The most persistent rumor in the Christian community over the last few decades is the mistaken belief that atheist Madalyn Murray O’Hair has been trying to ban religious broadcasting through petition RM 2493. Back in December 1974, there was a petition by Jeremy Lanaman and Lorenzo Milam to investigate radio stations with non-commercial educational licenses. The FCC unanimously rejected the petition in August 1975. But somehow the original information mutated into the current rumor that Madalyn Murray O’Hair was trying to remove Christian radio stations from the airwaves. The rumor wasn’t true when she was alive, and certainly isn’t true now. Nevertheless, the FCC has received millions and millions of bogus petitions.
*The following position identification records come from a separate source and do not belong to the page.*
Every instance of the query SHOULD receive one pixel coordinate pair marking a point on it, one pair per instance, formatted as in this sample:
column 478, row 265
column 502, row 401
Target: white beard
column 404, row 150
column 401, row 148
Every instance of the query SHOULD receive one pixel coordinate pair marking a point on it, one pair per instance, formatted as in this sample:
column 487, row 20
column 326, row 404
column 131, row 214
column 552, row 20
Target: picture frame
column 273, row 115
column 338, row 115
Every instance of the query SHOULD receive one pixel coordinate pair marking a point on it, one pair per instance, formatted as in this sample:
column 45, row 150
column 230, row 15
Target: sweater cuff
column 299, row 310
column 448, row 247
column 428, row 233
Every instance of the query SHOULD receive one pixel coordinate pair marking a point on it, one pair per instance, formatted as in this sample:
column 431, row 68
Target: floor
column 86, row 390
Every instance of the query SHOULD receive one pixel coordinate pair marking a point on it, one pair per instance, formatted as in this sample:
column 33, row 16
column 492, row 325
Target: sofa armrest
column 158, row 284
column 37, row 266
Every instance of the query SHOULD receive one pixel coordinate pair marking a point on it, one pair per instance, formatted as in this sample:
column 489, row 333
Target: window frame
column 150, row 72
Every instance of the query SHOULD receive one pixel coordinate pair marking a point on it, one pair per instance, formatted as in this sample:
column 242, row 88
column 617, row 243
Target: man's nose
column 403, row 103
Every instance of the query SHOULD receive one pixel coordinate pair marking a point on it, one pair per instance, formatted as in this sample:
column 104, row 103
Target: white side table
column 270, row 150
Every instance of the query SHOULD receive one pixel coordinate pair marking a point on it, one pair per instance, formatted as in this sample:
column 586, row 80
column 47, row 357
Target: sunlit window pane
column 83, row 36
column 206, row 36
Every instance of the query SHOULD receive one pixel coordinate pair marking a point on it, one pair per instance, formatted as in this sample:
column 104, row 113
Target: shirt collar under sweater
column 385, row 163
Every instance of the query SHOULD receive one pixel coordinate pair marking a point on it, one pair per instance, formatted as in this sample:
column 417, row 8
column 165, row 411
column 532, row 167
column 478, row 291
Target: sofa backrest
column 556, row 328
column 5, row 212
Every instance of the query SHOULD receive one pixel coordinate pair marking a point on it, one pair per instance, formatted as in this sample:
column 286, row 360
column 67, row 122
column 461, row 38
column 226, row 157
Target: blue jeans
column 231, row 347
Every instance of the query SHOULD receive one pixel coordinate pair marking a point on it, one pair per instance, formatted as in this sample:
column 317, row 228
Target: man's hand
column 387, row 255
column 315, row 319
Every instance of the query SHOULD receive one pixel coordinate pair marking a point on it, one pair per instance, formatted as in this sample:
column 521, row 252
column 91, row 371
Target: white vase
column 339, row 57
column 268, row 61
Let me state once again, the rumor isn’t true and all of us should do what we can to stop the rumor.
Janet Reno, Enemy of Christians
I am trying to address what I consider to be the major myths and rumors that are spread by the Christian community. Many of these show up in e-mails, while others are repeated by Christian speakers and believed to be true, even though they are false.
One persistent rumor has been attributed to former Attorney General Janet Reno, who supposedly defines Christians as belonging to a cult. Let me quote from one variation of the e-mail.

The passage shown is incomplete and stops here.